Pengamat UGM menyebut Jakarta Informal Meeting harus menjadi perhatian para pemimpin negara untuk menyelesaikan masalah seperti di Myanmar.

Liputan6.com, Yogyakarta - Langkah Indonesia menjadi tuan rumah Konferensi Tingkat Tinggi ASEAN diapresiasi Muhadi Sugiono, seorang Pengamat Hubungan Internasional UGM dalam menyelesaikan krisis di Myanmar.
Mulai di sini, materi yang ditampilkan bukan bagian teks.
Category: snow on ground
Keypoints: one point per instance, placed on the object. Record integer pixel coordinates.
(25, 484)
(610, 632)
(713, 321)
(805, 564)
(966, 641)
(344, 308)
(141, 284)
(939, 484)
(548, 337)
Aktivis perdamaian dunia dari Fakultas Ilmu Sosial dan Politik UGM ini mengatakan efektivitas hasil KTT ini harus terus melahirkan keputusan bersama dalam tindakan-tindakan konkret.

"Mendudukkan para pihak yang terlibat dalam konflik di Myanmar merupakan sebuah keharusan jika ASEAN ingin benar-benar melakukan peran dalam penyelesaian konflik,” kata Muhadi Sugiono, Selasa 27 April 2021. 
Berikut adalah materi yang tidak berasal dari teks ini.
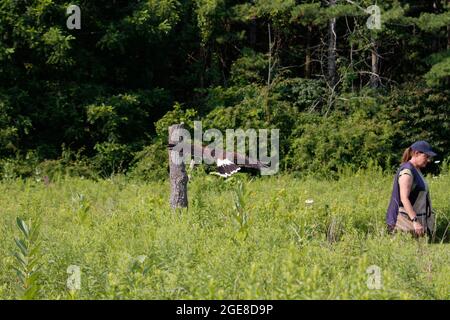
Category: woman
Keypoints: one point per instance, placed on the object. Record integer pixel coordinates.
(410, 206)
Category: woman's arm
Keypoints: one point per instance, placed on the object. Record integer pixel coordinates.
(405, 182)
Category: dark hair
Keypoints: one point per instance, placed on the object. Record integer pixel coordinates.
(407, 154)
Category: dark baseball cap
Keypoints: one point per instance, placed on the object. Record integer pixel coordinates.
(423, 146)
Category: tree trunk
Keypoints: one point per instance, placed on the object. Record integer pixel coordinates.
(374, 77)
(332, 49)
(253, 33)
(178, 176)
(308, 53)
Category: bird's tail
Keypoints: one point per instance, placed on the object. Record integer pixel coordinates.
(226, 168)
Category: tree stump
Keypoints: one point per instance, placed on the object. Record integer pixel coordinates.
(178, 175)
Muhadi menyebut Jakarta Informal Meeting harus menjadi perhatian para pemimpin negara untuk menyelesaikan masalah seperti di Myanmar. Terutama adanya KTT Asean membawa dampak hubungan ASEAN dengan negara-negara anggotanya. 
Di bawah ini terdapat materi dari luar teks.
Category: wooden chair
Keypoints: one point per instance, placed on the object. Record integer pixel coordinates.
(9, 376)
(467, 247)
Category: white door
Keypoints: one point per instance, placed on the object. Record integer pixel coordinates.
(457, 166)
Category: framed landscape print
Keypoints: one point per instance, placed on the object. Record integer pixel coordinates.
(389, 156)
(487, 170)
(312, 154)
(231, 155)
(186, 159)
"Melalui Jakarta Informal Meeting yang berlangsung dari tahun 1988 hingga 1990,  Indonesia menghadirkan pihak-pihak yang terlibat dalam konflik untuk berbicara satu sama-lain. Dalam kasus Myanmar, tidak bisa tidak itu harus dilakukan," paparnya.

Muhadi mengatakan selama ini, melalui prinsip non-interference, ASEAN dan negara-negara anggota selalu berusaha menghindari memberikan respon atau bahkan pernyataan terhadap apa yang terjadi di negara-negara anggota yang dianggap sebagai urusan dalam negeri.

"Nah, berbeda dengan praktik-praktik sebelumnya, KTT ASEAN tentang krisis di Myanmar, bisa dilihat sebagai sebuah terobosan. Apalagi jika dilihat dari apa yang dihasilkan, yang antara lain menuntut dihentikannya kekerasan di Myanmar," katanya.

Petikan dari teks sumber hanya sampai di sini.